As we know, that proceeding was established to annul the jugdment rendered by the District Court of Ponce in the appeal taken by the petitioner against the Industrial Commission. The real party defendant in the certiorari was the district court which should have been, and was notified, but in such cases Rule 69 of this Court, prescribes that the petition shall furthermore show “the name or names of the real party in interest, or whose interest would be directly affected by the proceedings, and in such case it shall be the duty of the applicant obtaining the order to serve or cause to be served upon such party or parties in interest, a certified copy of the affidavit and writ issued thereon, in the same manner as upon the defendant named in the affidavit, and to produce and file in the office of the clerk of this Court the same evidence of service.” 17 P.R.R. LXXVIII.

The petitioner satisfied the above requirement in so far as the minor child was concerned but not as to the commission, whose decision she sought to have reviewed by the district court.

It has been held that “the court, in deciding who are proper parties to a writ of certiorari, is governed by the parties as designated by the original record.” Fitch v.

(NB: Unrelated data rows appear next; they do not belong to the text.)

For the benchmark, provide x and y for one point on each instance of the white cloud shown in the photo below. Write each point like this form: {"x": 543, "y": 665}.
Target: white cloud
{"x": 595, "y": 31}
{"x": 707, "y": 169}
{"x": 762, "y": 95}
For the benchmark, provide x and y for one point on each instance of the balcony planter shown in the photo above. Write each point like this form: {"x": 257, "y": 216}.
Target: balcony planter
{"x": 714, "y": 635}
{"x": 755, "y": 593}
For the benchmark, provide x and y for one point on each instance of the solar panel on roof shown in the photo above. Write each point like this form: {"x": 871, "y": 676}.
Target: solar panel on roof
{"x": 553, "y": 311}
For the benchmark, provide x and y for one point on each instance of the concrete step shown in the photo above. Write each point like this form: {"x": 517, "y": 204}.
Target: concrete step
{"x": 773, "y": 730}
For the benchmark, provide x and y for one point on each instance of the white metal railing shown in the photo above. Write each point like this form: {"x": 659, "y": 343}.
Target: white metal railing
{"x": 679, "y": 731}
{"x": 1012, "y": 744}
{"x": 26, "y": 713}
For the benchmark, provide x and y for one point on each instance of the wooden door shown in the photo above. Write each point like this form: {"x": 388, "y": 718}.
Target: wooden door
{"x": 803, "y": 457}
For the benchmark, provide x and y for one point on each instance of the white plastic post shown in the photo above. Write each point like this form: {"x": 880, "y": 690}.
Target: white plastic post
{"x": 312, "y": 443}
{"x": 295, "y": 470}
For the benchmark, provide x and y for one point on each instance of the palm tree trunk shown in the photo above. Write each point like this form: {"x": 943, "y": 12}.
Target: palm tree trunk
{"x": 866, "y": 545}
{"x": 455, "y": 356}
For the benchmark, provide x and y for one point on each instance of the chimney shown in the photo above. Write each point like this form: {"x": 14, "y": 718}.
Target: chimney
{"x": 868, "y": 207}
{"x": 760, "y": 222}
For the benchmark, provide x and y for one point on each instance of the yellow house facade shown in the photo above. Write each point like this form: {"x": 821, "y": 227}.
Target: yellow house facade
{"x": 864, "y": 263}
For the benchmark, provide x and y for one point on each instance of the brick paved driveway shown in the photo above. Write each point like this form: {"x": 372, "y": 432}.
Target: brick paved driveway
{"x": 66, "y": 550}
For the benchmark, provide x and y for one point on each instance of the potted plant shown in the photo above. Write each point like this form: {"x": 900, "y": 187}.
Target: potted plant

Board of Auditors, 133 Mich. 178; 94 N.W. 952. Referring to public organizations, Corpus Juris sums up the authorities on the matter as follows: “In a proceeding to review, the county, or other public corporation whose action is complained of, must be made a defendant.” 11 C.J. 143.

Considering that jurisprudence, the rule of this Court, and the real state of facts, we are of the opinion that it must be decided that the Industrial Commission should be considered an interested party to the certiorari proceeding, with the right to apply for a review of the decision of the judge acting in vacation by the full court. The Commission was the defendant in the appeal before the district court wherein the judgment was rendered which was annulled by the certiorari, and has as much if not more interest than the district court in the final decision of the question in issue, which in part will determine its jurisdiction not only in this specific case but in others of a similar nature.

Having arrived at this conclusion, it must likewise be concluded that the appeal was timely inasmuch as the term of ten days fixed by law is to be counted from the date of serving the notice and the commission was never notified.

As to the third ground for dismissal, all we need to say is that a study of the record has not convinced us that the appeal is clearly frivolous.

For the above reasons the motion should be denied and, given the urgency of the case and the fact that the appeal is ready for a hearing on the merits, the same should be set for the first open date in the following months of April.

Mr. Justice Wolf and Mr. Justice Córdova Dávila took no part in the decision of this case.